Town Mountain’s show at Cat’s Cradle Friday showcased fantastic bluegrass musicians in their element.
The band members were flawlessly in tune with each other with the bass driving the whole band, keeping them together. It was a tight sound that was slightly experimental.
But in many ways, the Asheville band’s version of bluegrass is as classic as they come.
Town Mountain’s approach is fast and furious and flawless, complete with banjo and mandolin solos played up very high, the banjo being played almost like an electric guitar by Jesse Langlais.
The second song, “Arkansas Gambler,” showed off fiddler Jack Devereux’s formidable skill with a fast-paced song with pretty harmonies.
There were moments to take a breath, too. On “Snowin’ on Raton,” all of the band members left the stage, except for Robert Greer, who sang and played an out-of-tune guitar. It made for the most mellow moment of the show, as well as a beautiful one, in spite of the tuning problems.
Town Mountain’s cover of Springsteen’s “I’m on Fire” was one of the slower songs, with nice harmonies and slow fiddling, making for a compelling version of the classic.
There were nods to Earl Scruggs and Jerry Lee Lewis, who seemed to have particular influence on the fun song, “Up the Ladder,” which sounds an awful lot like 1957’s “Great Balls of Fire.”
The show was fast-paced just like the music, and Town Mountain wanted it that way.
“We didn’t come here to jibber jabber, we came to pick and kick.

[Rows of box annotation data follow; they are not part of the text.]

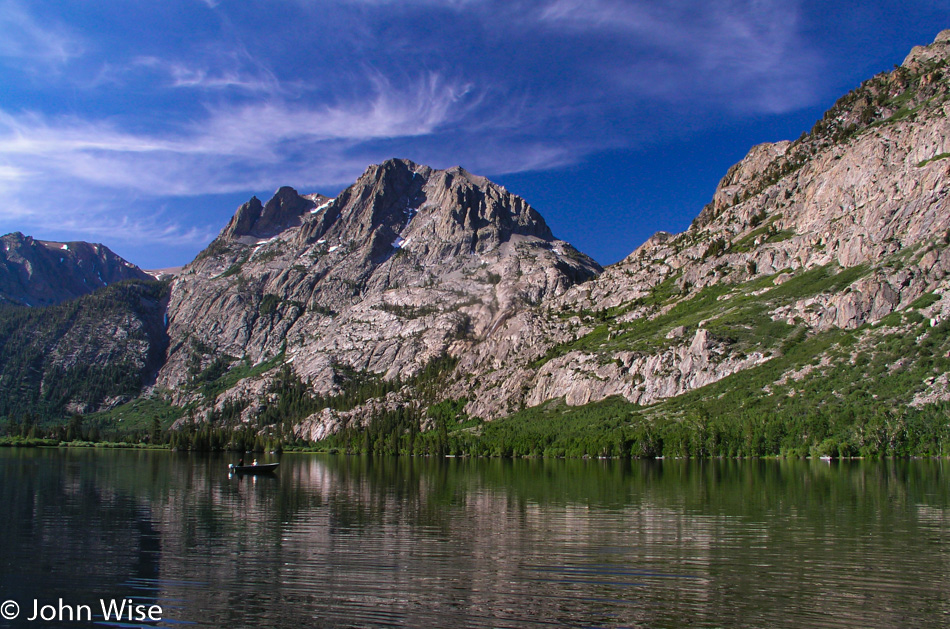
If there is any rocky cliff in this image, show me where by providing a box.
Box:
[0,280,168,423]
[456,31,950,418]
[158,160,601,418]
[0,232,151,306]
[1,32,950,452]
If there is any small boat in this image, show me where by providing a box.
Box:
[228,463,280,474]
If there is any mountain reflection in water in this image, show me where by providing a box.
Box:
[0,449,950,628]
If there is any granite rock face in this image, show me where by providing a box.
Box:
[453,31,950,419]
[11,31,950,438]
[159,160,601,412]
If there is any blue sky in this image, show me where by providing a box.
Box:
[0,0,950,268]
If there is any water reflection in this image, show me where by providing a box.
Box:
[0,450,950,627]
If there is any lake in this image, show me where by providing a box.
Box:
[0,449,950,629]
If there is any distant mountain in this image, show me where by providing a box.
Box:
[0,280,168,422]
[0,232,151,306]
[0,31,950,456]
[159,159,601,422]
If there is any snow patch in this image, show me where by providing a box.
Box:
[310,199,336,214]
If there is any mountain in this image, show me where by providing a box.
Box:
[158,159,601,426]
[0,232,151,306]
[1,31,950,456]
[0,280,168,423]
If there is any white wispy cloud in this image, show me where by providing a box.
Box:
[535,0,818,112]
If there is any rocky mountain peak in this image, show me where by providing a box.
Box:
[220,186,326,241]
[0,232,152,306]
[901,29,950,69]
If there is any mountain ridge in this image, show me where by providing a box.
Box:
[1,31,950,455]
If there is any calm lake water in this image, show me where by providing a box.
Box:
[0,449,950,629]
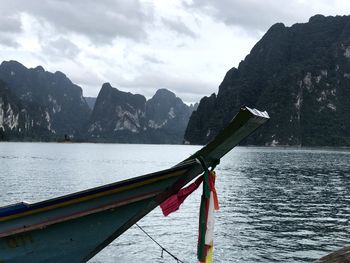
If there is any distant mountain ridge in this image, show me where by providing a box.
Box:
[0,61,90,140]
[0,61,196,143]
[185,15,350,146]
[87,83,193,143]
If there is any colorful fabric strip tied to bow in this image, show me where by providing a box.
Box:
[160,170,219,263]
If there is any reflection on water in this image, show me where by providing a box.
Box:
[0,143,350,262]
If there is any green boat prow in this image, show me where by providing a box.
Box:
[0,107,269,263]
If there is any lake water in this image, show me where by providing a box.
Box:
[0,143,350,263]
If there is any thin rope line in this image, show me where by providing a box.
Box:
[135,224,185,263]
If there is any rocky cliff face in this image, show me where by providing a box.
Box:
[87,83,191,143]
[0,61,90,140]
[185,15,350,146]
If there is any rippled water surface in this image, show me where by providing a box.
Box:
[0,143,350,263]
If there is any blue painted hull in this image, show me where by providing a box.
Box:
[0,108,269,263]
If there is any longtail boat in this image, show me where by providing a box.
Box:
[0,107,269,263]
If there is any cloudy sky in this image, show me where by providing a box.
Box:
[0,0,350,103]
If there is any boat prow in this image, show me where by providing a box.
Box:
[0,107,269,263]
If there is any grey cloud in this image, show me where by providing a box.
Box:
[0,14,22,33]
[142,55,164,64]
[43,37,80,59]
[162,18,197,38]
[0,34,19,48]
[184,0,318,31]
[0,0,153,43]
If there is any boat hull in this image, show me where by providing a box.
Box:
[0,108,269,263]
[0,198,154,263]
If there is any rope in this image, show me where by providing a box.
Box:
[135,224,185,263]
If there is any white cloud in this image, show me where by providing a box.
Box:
[0,0,350,102]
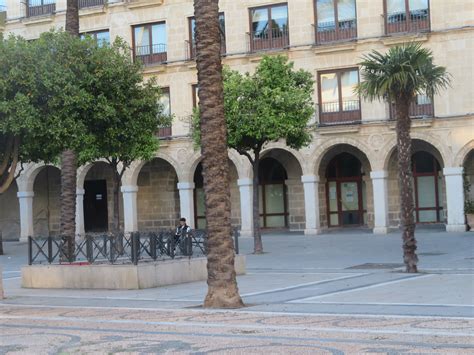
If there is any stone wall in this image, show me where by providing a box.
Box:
[33,166,61,236]
[137,159,180,231]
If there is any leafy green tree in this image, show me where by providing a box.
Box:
[193,56,314,254]
[357,43,450,272]
[78,38,166,231]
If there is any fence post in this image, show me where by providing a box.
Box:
[48,235,52,264]
[28,236,33,265]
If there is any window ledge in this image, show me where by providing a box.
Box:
[22,14,54,26]
[314,41,357,54]
[381,32,428,46]
[127,0,164,9]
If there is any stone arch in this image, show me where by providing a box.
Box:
[310,137,377,175]
[381,132,451,170]
[122,152,181,186]
[453,139,474,167]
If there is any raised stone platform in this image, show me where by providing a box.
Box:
[21,255,246,290]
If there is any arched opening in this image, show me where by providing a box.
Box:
[194,159,241,229]
[259,158,288,228]
[137,158,180,231]
[0,181,20,241]
[83,162,123,233]
[33,166,61,236]
[412,151,444,223]
[326,152,367,227]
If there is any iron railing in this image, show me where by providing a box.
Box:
[313,19,357,44]
[28,230,239,265]
[385,9,430,34]
[26,0,56,17]
[134,44,168,66]
[247,28,290,52]
[78,0,107,9]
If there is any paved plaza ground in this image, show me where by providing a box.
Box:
[0,229,474,354]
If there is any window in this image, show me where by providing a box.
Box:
[385,0,430,34]
[81,30,110,46]
[133,22,167,65]
[390,94,434,119]
[318,69,360,124]
[249,4,290,52]
[186,12,226,60]
[316,0,357,43]
[78,0,106,9]
[158,87,172,138]
[26,0,56,17]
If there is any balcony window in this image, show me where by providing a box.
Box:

So that’s what we’re going to do,” Greer said.
The crowd wasn’t large, but it was enthusiastic. There was plenty of dancing to the music, including to Steph Stewart from Blue Cactus, the opening act.
Blue Cactus, a two-piece band based in Chapel Hill, played their version of classic country. Stewart wore a ’50s-style green dress that was a nice touch in keeping with their sound.
Stewart played acoustic guitar and sang with a heavy twang while Mario Arnez went to town on a Fender Telecaster. Their songs were pieced together with clever and often funny lyrics. Though sometimes they were sad, such as on the highlight of their set, “I Never Knew Heartache (Then I Knew You).”